- Also known as: BR24 Rundschau Magazin (21:45) BR24 Rundschau Nacht (late-night) BR24 Rundschau in 100 Sekunden (short bulletins)
- Presented by: Various
- Country of origin: Germany
- Original language: German

Production
- Producer: Bayerischer Rundfunk
- Running time: Main edition: 30 minutes Afternoon edition: 15 minutes BR24 Rundschau Magazin: 15 minutes BR24 Rundschau Nacht: 10 minutes

Original release
- Network: BR Fernsehen
- Release: 1 October 1979 – present

= BR24 (TV program) =

Television program

BR24 (previously BR24 Rundschau; until June 30, 2021: Rundschau) is a television news program produced and airing on BR Fernsehen. It started airing on October 1, 1979. Originally intended as a regional-oriented program, BR24 Rundschau later include reports from around Germany which also appeal to viewers in other states. BR24 reports updates from Bavaria, Germany and the world.

== History ==
On 25 July 1988, ARD's top rating news program, Tagesschau, produced by Norddeutscher Rundfunk in Hamburg, was to be cancelled due to a warning strike organized by the broadcasting union RFFU. This would have been the first time in the history of the ARD that the Tagesschau was not broadcast. It helped out for Tagesschau as a substitute program and in this way was broadcast nationwide.
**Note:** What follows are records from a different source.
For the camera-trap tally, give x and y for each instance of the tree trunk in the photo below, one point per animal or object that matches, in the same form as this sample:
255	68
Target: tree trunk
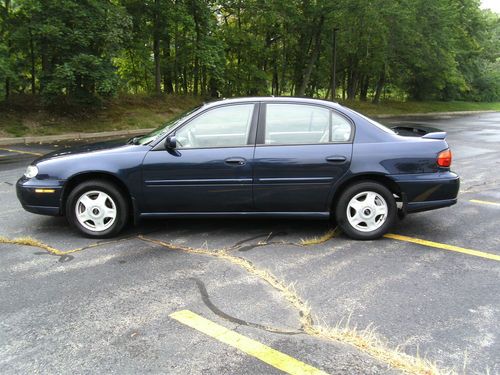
33	67
363	92
167	69
380	86
312	59
156	47
6	23
352	83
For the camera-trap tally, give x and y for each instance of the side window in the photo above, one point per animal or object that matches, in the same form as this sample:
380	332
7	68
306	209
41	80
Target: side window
304	124
226	126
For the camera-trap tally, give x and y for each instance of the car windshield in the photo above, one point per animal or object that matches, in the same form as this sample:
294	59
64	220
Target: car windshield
158	132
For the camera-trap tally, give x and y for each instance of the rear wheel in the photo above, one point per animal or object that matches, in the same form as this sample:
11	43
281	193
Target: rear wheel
97	208
366	211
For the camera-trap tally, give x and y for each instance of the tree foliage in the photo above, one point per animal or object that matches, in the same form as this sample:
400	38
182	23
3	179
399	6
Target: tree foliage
86	50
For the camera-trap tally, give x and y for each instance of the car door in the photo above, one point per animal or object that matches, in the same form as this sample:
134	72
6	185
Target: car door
301	151
210	170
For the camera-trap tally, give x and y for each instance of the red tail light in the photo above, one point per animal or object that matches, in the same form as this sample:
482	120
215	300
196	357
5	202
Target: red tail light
444	158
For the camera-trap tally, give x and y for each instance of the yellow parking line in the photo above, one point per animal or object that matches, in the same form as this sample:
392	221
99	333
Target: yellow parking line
484	202
21	152
443	246
254	348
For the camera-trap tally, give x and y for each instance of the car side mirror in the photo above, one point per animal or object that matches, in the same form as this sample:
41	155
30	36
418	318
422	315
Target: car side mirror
170	142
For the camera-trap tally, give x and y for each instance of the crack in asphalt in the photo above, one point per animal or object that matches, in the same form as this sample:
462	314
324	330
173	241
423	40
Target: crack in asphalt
206	300
364	340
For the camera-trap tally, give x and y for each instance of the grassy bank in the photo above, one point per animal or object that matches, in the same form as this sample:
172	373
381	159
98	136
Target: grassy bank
125	113
136	112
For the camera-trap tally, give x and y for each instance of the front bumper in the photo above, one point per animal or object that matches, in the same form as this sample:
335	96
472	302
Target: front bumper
40	196
428	191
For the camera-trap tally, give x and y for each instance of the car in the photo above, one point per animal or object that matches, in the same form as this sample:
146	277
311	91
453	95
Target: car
267	157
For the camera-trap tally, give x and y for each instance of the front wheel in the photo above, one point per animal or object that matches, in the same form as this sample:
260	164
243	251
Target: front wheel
366	211
97	209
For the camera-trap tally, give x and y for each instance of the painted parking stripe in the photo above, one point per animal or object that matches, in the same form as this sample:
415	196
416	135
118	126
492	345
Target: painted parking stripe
485	202
443	246
251	347
21	151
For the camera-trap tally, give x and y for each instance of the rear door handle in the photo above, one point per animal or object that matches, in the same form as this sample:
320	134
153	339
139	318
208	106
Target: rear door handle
336	159
235	161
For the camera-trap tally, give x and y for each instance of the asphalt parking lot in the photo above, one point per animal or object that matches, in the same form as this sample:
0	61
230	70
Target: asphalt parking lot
214	296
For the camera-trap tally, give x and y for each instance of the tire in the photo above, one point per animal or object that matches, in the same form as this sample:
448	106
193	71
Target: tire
366	210
97	208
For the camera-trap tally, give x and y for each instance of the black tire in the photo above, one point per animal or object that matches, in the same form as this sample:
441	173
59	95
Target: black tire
360	232
115	200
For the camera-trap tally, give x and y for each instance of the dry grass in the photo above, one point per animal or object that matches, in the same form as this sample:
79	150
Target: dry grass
321	239
365	340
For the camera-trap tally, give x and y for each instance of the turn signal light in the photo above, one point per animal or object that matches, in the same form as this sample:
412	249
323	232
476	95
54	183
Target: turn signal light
444	158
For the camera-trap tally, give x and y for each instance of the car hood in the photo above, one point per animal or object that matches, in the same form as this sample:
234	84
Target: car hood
83	149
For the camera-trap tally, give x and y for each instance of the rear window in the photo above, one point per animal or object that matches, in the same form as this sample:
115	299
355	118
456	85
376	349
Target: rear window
304	124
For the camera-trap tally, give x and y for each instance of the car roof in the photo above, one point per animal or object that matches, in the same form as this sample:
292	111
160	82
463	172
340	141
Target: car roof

For decades, the main edition of the Rundschau was broadcast at 6:45pm on BR Fernsehen; however, as part of a major programming overhaul, from 11 April 2016 it was extended from 15 to 30 minutes and moved to start at 6:30pm. As part of this revamp, Rundschau also received a new format, a new studio and a new on-air design. From 7 August 2017, BR put another new studio in operation, with a green screen and robotic cameras; the design of the Rundschau remained unchanged.